In Re Federal-State Joint Board on Universal Service, Report to Congress ¶ 101 (April 10, 1998) ("With respect to the provision of pure transmission capacity to Internet service providers or Internet backbone providers, we have concluded that such provision is telecommunications.")

"IBPs route traffic between ISPs and interconnect with other IBPs. . . . The essential service provided by IBPs is transmission of information between all users of the Internet. Although IBPs compete with one another for ISP customers, they must also cooperate with one another, by interconnecting, to offer their end users access to the full range of content and to other end users that are connected to the Internet.
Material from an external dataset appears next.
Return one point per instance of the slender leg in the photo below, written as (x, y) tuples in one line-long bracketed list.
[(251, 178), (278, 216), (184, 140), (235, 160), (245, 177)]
As a result of this interconnection among IBP networks, the Internet is often described as a "network of networks."" -- In re Application of WorldCom, Inc. and MCI Communications Corporation for Transfer of Control of MCI Communications Corporation to WorldCom, Inc., Report and Order, CC Docket No. 97-211 ¶ 143-44 (September 14, 1998) (IBPs = Internet Backbone Providers).

"Nevertheless, based on the record before us, we are inclined to agree with GTE and other commenters that Internet backbone services, which we define to be the transporting and routing of packets between and among ISPs and regional backbone networks, constitutes a separate relevant product market. These Internet backbone services can ensure the delivery of information from any source to any destination on the Internet. The facilities used to provide such Internet backbone services are routers and the high-speed transmission lines that connect these routers. We agree with GTE that there do not appear to be good demand substitutes for ISPs and regional backbone service providers to obtain national Internet access without access to IBPs." -- In re Application of WorldCom, Inc. and MCI Communications Corporation for Transfer of Control of MCI Communications Corporation to WorldCom, Inc., Report and Order, CC Docket No. 97-211 ¶ 148 (September 14, 1998) (IBPs = Internet Backbone Providers).

ISPs provide access to the Internet on a local, regional, or national basis, and most have limited network facilities. In order to provide Internet service to end users, ISPs and owners of other smaller networks interconnect with Internet backbone providers (IBPs)—larger Internet backbone networks. The backbone networks operate high-capacity long-haul transmission facilities and are interconnected with each other. Typically, a representative Internet communication consists of an ISP sending data from one of its customers to the IBP that the ISP uses for backbone services. The IBP, in turn, routes the data to another backbone network, which delivers the data to the ISP serving the end user to whom the data is addressed. - SBC / AT&T Merger Order ¶ 109 2005.